The most noteworthy local ‘dog that didn’t bark’ was the failure of candidates linked to Horrendous Hackney Road Closures to make major electoral headway. This group’s vocal campaign against the council’s policy of opening a number of Hackney roads to increased pedestrian and cycle use by restricting motorised vehicular traffic led some to speculate that candidates such as Niall Crowley in Shoreditch East & Hoxton and Clair Battaglino in King’s Park might threaten Labour’s hold over those wards. As the results show, this was very far from being the case, as these candidates won only a few hundred votes between them – 222 out of 2,845 for Crowley (7.8 per cent) and 151 of 3,952 (3.8 per cent) for Battaglino.
Perhaps the best test of the popularity of this policy was the race in Woodberry Down, as the seat was being vacated by the architect of the road use change scheme, Jon Burke. Horrendous Hackney Road Closures did not stand a candidate in this ward, but had local residents opposed Burke’s flagship policy, one would have expected them to flock in droves to the generally far more pro-car Conservatives. The Tory vote share did go up in Woodberry Down from 9.4 per cent to 17.8 per cent, but the Greens gained about the same amount; in 2018, their best-performing candidate polled 10.6 per cent, whereas this year’s Green candidate pulled in 18 per cent of the total. This suggests that Labour’s proposed ‘reset’ on this issue might be premature; it is not obvious that a U-turn would be a net vote-winner.
Indeed, the Greens – long the second-polling party in Hackney at ward level – had good by-elections, seeing their vote share rise from an average of 11.7 per cent to 14.1 per cent across the four areas. This is in line with the party’s strong nation-wide performance this year, though not as dramatic as in places like Bristol or Sheffield where the party dramatically increased its seat share.

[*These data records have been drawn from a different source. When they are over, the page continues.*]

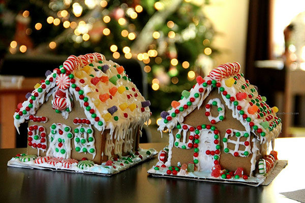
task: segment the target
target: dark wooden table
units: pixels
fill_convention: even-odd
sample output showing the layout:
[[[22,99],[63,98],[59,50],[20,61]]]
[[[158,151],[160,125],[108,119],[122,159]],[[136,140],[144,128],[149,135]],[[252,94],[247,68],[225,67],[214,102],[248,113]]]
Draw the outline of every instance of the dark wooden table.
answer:
[[[0,150],[0,202],[291,202],[279,192],[305,188],[305,138],[279,139],[276,150],[288,165],[268,186],[153,178],[146,171],[157,158],[111,177],[8,167],[25,149]],[[164,143],[142,144],[144,149]]]

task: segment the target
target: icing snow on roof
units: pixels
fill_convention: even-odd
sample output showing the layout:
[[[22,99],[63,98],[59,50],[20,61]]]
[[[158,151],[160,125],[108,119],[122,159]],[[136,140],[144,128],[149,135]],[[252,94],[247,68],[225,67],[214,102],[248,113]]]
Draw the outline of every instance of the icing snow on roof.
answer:
[[[282,128],[281,119],[277,117],[277,107],[270,108],[266,97],[258,94],[256,87],[239,73],[238,63],[221,65],[202,78],[196,78],[197,84],[190,91],[184,90],[182,98],[173,101],[168,112],[162,112],[158,122],[158,130],[165,127],[170,130],[196,108],[199,109],[211,90],[217,88],[233,117],[238,120],[248,131],[256,134],[261,142],[276,138]]]

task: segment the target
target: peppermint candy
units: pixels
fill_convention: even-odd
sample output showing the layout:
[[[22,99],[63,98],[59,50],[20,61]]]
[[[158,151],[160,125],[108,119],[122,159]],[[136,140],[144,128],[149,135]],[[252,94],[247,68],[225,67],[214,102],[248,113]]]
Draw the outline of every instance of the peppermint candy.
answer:
[[[78,163],[78,161],[76,159],[72,158],[68,158],[67,159],[63,160],[62,162],[63,163],[63,166],[66,168],[69,168],[74,163]]]
[[[41,164],[43,163],[46,163],[48,162],[48,161],[50,160],[50,158],[51,157],[50,157],[49,156],[39,157],[36,159],[35,159],[35,163],[38,164]]]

In Hackney, the Greens are still some way off winning back the Clissold ward seat they lost in 2010, but a concerted local push together with a strong national polling could put them in a strong position when borough-wide elections are held next year.
The Liberal Democrats, by contrast, will struggle to find solace in these results. Their six per cent 2018 vote share in King’s Park was reduced to a meagre 0.3 per cent by the candidacy of former Lib Dem Ben Mathis, who garnered 4.8 per cent standing as an independent. Across the four wards, the party’s average vote share of six per cent in 2018 slumped to 4.2 per cent in 2021, suggesting that they have a lot of work to do to win back any of the seats they have previously held in the borough.
All in all, these by-election results indicate that Hackney is still strongly in the grip of Labour, with a solid Conservative enclave in the north of the borough. But Labour’s ability to maintain its hegemony will ultimately depend on its capacity to reinvent itself in response to changing local challenges and values.